Committing murder was not something he ever undertook lightly, not for any moral or ethical considerations but simply because it was the one crime guaranteed to galvanise any police force into a flurry of activity and there was always the danger – small, perhaps, but always present – that he would make a mistake and be implicated in the crime. That was something he was extremely keen to avoid at all costs. He would far rather let Lewis walk, irrespective of what Caravaggio told him to do, than contemplate spending three or four decades locked up in a French prison.
He saw that Lewis and Bronson were about to leave. He closed his guidebook – which in fact didn’t even mention the church he was standing in – and made his way unhurriedly back to the entrance. He wanted to exit the building before the two targets got outside so that there would be no suspicion that he was following or taking the slightest notice of them.
After that, he would obviously continue tracking their progress while he waited for a decision from Rome.
Chapter 41
About five minutes after Ferrara had driven his Alfa Romeo across the bridge and into the small village, another car made the same journey. Joseph Gellerman immediately recognised the driver.
‘That’s Rossi,’ he said, and instinctively checked his pistol was to hand.

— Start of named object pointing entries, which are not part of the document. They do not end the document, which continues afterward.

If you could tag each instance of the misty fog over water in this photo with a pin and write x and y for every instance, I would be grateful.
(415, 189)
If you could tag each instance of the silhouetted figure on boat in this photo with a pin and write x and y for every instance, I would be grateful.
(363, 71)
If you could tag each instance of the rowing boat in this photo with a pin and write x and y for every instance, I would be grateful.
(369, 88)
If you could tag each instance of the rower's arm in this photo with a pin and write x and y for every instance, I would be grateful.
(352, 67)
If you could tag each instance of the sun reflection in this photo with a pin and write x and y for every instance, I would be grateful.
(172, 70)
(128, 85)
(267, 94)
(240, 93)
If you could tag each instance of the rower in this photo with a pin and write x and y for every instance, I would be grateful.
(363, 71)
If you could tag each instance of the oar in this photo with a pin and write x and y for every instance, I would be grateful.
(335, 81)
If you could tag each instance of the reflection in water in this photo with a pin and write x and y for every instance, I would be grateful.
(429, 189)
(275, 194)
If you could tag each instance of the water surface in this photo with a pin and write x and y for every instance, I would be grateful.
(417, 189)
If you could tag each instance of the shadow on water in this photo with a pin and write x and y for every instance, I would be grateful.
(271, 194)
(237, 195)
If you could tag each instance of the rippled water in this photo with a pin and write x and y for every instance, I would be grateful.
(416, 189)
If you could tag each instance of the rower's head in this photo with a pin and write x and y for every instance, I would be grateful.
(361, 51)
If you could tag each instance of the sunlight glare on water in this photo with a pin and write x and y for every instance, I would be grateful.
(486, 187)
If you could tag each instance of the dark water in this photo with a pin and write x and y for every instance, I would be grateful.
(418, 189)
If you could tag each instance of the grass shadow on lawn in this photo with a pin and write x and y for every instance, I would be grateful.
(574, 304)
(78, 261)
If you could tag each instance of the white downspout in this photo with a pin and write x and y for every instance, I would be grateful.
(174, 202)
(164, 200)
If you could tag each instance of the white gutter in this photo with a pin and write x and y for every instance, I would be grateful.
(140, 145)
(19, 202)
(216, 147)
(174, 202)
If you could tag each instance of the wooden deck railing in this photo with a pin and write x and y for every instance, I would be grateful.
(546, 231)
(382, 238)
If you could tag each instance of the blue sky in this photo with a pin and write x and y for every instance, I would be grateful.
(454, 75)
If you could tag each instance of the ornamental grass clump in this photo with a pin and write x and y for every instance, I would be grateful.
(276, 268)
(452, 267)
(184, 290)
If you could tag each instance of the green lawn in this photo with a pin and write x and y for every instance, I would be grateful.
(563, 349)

The three Israelis watched as the Italian parked his car about fifty metres in front of them.
‘He’s by himself,’ Dayan said. ‘We could walk up to him right now, stick a gun to his head and find out exactly what he knows.’

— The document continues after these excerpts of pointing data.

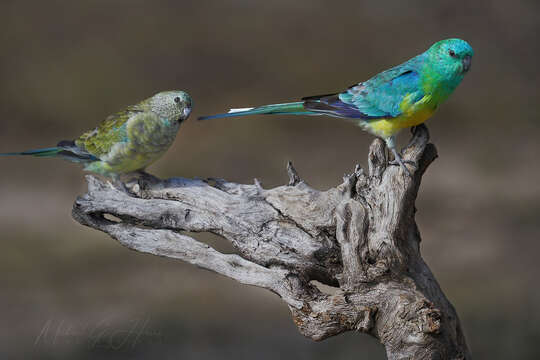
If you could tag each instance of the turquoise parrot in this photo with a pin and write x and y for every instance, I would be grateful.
(127, 141)
(401, 97)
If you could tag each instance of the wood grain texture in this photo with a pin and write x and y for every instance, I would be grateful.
(360, 238)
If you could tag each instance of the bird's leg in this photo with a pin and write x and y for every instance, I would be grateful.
(391, 144)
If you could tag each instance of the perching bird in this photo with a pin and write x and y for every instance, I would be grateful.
(401, 97)
(127, 141)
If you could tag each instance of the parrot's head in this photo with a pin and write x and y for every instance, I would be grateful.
(172, 105)
(447, 63)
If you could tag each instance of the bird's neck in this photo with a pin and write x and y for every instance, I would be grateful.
(440, 85)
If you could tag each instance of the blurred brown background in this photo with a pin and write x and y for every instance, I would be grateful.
(68, 292)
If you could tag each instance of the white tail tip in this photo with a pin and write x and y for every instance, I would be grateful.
(239, 110)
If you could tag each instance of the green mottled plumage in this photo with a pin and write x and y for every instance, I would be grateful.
(129, 140)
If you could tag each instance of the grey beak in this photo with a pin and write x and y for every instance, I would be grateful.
(466, 63)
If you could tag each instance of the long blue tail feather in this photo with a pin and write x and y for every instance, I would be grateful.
(294, 108)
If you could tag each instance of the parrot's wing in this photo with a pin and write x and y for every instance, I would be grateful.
(110, 132)
(378, 97)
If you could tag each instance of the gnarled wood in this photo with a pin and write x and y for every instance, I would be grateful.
(360, 237)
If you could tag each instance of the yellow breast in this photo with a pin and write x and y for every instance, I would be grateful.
(412, 114)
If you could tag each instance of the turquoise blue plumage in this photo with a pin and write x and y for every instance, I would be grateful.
(403, 96)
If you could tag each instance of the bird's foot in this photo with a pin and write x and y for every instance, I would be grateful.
(398, 160)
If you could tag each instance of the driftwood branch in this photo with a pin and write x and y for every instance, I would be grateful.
(360, 238)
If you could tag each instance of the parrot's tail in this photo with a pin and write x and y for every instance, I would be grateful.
(295, 108)
(46, 152)
(65, 149)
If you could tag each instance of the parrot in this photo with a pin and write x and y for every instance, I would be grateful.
(127, 141)
(400, 97)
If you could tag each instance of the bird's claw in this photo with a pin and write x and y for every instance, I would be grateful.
(399, 161)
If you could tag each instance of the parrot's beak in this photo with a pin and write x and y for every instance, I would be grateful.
(187, 111)
(466, 63)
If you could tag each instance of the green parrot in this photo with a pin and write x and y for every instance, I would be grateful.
(127, 141)
(401, 97)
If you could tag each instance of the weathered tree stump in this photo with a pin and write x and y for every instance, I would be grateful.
(359, 237)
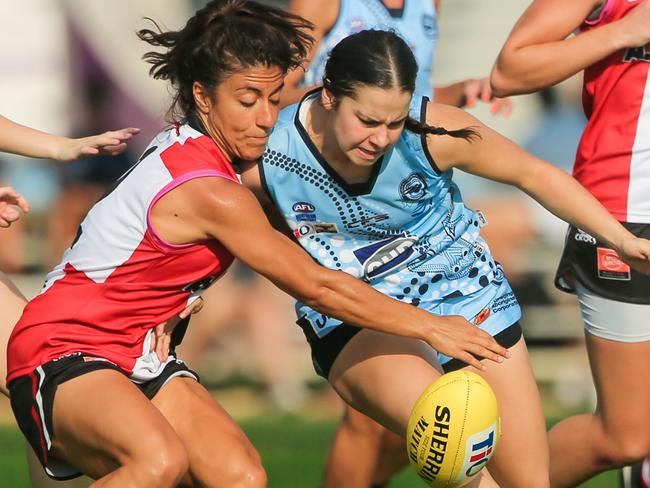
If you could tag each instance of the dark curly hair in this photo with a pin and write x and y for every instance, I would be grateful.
(381, 59)
(222, 38)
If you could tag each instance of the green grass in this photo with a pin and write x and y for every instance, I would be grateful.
(293, 450)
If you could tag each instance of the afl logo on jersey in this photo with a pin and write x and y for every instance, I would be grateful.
(382, 257)
(303, 207)
(413, 188)
(429, 26)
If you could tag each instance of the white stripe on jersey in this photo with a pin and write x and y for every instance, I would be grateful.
(638, 197)
(39, 402)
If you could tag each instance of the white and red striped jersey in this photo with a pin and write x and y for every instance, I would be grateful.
(119, 279)
(613, 158)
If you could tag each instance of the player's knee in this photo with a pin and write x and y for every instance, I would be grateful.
(360, 424)
(166, 465)
(625, 449)
(244, 469)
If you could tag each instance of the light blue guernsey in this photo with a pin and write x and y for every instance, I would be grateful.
(417, 25)
(406, 232)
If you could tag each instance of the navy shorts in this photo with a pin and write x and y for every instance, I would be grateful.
(325, 350)
(32, 400)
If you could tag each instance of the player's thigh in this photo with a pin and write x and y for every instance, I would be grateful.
(39, 479)
(522, 421)
(218, 449)
(383, 375)
(12, 303)
(621, 374)
(101, 421)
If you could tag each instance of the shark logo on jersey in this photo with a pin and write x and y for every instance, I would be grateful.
(429, 26)
(413, 188)
(636, 54)
(382, 257)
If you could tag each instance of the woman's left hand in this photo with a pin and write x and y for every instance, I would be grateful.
(9, 200)
(476, 90)
(162, 333)
(110, 143)
(635, 251)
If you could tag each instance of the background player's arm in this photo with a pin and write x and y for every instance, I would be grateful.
(19, 139)
(537, 54)
(218, 208)
(323, 14)
(493, 156)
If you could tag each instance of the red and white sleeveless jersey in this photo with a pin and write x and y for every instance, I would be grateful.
(119, 279)
(613, 158)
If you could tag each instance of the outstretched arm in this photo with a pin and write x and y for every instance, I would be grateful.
(218, 208)
(493, 156)
(19, 139)
(323, 14)
(537, 54)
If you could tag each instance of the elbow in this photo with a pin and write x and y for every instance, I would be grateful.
(500, 83)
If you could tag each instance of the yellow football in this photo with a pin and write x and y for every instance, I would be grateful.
(453, 429)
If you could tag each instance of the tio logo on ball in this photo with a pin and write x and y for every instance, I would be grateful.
(479, 449)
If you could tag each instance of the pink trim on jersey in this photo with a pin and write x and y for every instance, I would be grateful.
(169, 187)
(604, 13)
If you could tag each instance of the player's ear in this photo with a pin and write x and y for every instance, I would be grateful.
(201, 97)
(327, 99)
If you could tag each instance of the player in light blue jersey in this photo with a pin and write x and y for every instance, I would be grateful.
(416, 21)
(362, 174)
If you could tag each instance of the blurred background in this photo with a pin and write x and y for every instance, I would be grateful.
(74, 67)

‘We could,’ Gellerman agreed, ‘but it wouldn’t work. Rossi almost never operates alone. He’ll be waiting for somebody else to arrive. If we move on him we’ll be in trouble until we know how many men he has with him. We could be outnumbered and outgunned. So we sit here and watch. And we listen.’
He turned to Aaron, sitting in the back seat.

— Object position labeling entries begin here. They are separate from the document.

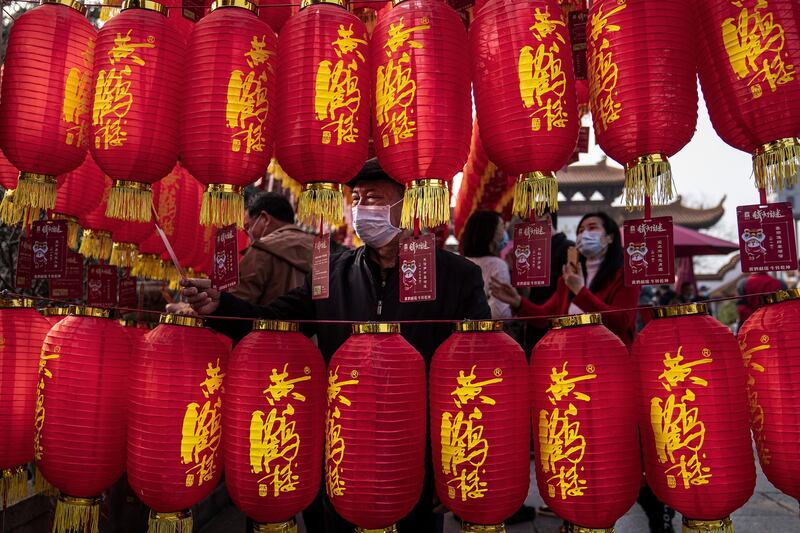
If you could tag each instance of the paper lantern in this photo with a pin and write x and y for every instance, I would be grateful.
(480, 429)
(80, 413)
(44, 114)
(175, 419)
(138, 80)
(769, 346)
(422, 116)
(273, 424)
(584, 421)
(375, 427)
(22, 331)
(748, 58)
(322, 105)
(693, 416)
(228, 108)
(642, 89)
(525, 95)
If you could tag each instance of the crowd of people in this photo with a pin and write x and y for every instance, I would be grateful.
(587, 276)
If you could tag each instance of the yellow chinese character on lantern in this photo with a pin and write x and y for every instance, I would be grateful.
(335, 444)
(337, 97)
(247, 102)
(200, 434)
(603, 71)
(755, 43)
(678, 431)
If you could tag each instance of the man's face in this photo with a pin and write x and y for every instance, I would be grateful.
(380, 192)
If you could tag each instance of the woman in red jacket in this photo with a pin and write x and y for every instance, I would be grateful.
(594, 285)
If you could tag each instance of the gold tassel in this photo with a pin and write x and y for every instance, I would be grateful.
(36, 190)
(13, 485)
(323, 200)
(149, 266)
(96, 244)
(222, 205)
(707, 526)
(77, 515)
(429, 201)
(290, 526)
(72, 229)
(180, 522)
(649, 175)
(776, 164)
(130, 200)
(124, 254)
(42, 486)
(535, 191)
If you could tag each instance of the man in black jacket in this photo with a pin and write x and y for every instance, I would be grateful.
(365, 286)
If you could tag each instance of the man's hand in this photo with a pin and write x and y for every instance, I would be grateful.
(199, 294)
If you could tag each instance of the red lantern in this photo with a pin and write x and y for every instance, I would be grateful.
(175, 419)
(643, 89)
(44, 115)
(273, 423)
(375, 427)
(227, 111)
(587, 457)
(748, 59)
(80, 413)
(480, 429)
(525, 95)
(22, 331)
(422, 119)
(693, 416)
(138, 76)
(769, 347)
(323, 105)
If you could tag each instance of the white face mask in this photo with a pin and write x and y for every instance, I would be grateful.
(373, 224)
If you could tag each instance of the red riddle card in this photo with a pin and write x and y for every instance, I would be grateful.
(320, 267)
(767, 237)
(531, 255)
(49, 248)
(102, 283)
(649, 252)
(418, 269)
(225, 273)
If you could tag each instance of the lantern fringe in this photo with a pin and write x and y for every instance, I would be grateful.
(170, 522)
(129, 203)
(533, 192)
(42, 486)
(36, 190)
(222, 208)
(13, 485)
(724, 525)
(648, 177)
(124, 254)
(428, 201)
(776, 166)
(317, 203)
(96, 245)
(149, 266)
(77, 515)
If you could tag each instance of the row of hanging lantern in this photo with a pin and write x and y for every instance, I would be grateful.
(685, 376)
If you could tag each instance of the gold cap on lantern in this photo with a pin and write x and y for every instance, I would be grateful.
(244, 4)
(85, 310)
(573, 321)
(470, 326)
(673, 311)
(181, 320)
(376, 327)
(276, 325)
(144, 4)
(782, 296)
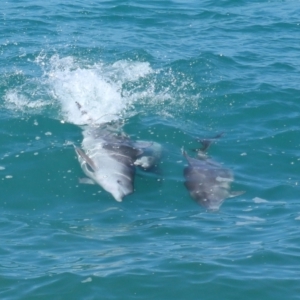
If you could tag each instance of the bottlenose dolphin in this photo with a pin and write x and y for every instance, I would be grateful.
(108, 156)
(207, 181)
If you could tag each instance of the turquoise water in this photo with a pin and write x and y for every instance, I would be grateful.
(174, 71)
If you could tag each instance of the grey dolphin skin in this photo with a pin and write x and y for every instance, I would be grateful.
(207, 181)
(108, 157)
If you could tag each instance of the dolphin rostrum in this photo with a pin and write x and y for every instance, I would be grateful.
(108, 157)
(207, 181)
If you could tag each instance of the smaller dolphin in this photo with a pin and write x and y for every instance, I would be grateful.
(208, 181)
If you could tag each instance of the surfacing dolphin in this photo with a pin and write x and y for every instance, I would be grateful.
(108, 157)
(207, 181)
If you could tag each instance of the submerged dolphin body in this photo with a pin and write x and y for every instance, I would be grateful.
(207, 181)
(109, 157)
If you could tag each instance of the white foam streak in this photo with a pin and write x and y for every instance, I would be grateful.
(99, 99)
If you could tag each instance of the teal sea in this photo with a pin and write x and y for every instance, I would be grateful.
(173, 71)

‘Pass me that camera bag, please.’
Chason reached down into the footwell, picked up a black fabric bag and passed it forward.
Gellerman opened it and took out a Sony digital camera and a long black tube with a cable attached. He switched on the camera and plugged in the lead of the shotgun microphone. He put the camera on the dashboard where all three men could see the screen on the back of it and turned it so that the lens was facing Rossi’s car. Then he passed the shotgun mike to Dayan in the front passenger seat.
The Israeli took care to keep the end of the device at the bottom of the open window where it couldn’t easily be seen, and aimed it straight at Rossi’s car.
‘We’ll keep watching,’ Gellerman said. ‘He’s here for a reason and we need to know what it is. I think the Inquisition knows a lot more about the location of the relic than we do. It can’t be here – we already know that – and we also know that it can’t be at Collioure, so maybe Rossi and his men know where we should be looking.’
‘Rossi must know that the Ark left France from Collioure, so what’s he doing here?’ Chason asked.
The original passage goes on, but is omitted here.